So Argentines have all these weird little sayings that they use all the time to give you advice indirectly or say something very important about life... these "dichos" often don't translate correctly or make very much sense to us out-cultured people until someone fully describes exactly what the meaning is behind them... and even then, you're usually like, "where the fuck did they make that connection." But I guess it's cool, it's just the difference between cultures and the way people's minds have grown up working and all that jazz. So here's a cute little one from Tio Alberto:
'Gustos son gustos,' dijo la vieja y se sentió en un hormiguera, y estaba contenta.
Basically the phrase is something like our "You can't argue taste" saying, but literally translated, the phrase goes:
'Taste is taste,' said the old woman and she sat upon an anthill, and she was happy.
Hahahahaha yes. So even if you are an old Argentine lady who likes gettin her ass bit, or it very well may be that there's the allusion to gettin her ass pinched here (because the Cordobese love their naughty jokes), you just can't argue "gustos."

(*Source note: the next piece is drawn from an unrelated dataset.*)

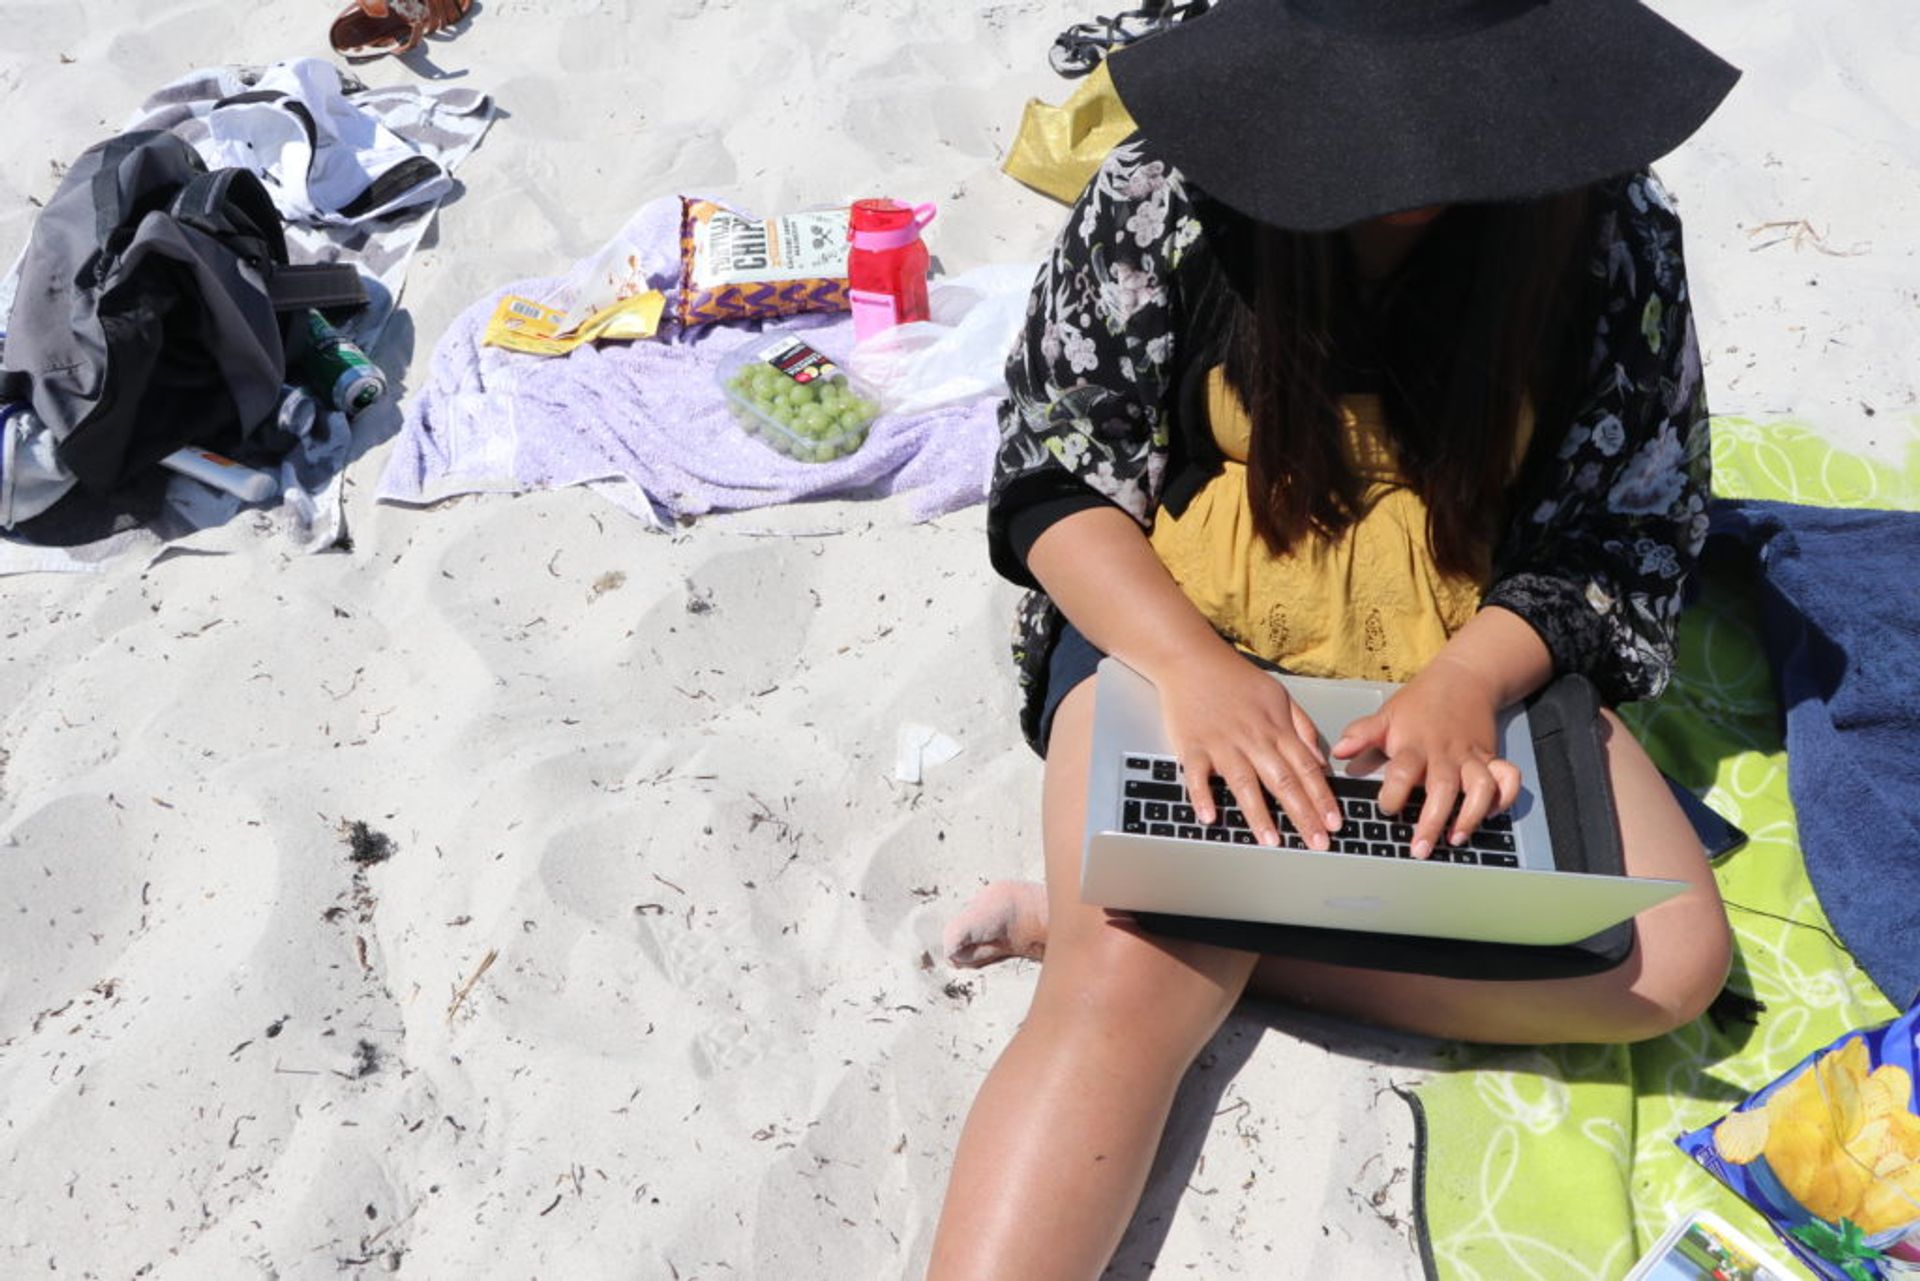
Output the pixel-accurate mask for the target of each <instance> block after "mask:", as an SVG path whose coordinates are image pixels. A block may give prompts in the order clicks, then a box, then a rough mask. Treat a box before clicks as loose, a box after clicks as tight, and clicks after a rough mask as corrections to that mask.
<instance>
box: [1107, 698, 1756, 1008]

In return, I gave Tio Alberto an American gem, which is really just a phrase my dad says all the time, I have no idea where it's from or what it's talking about but it's friggin funny and weird too:
"I see," said the blind man to the deaf horse, pissing in the wind. "It's all coming back to me now."
But this one doesn't really translate to Spanish very well either, and it doesn't even really have a deeper meaning, it's just funny. So I failed at the culture exchange in this instance, and succeeded in confusing Tio Alberto into laughter instead. Hopefully it's a better day tomorrow.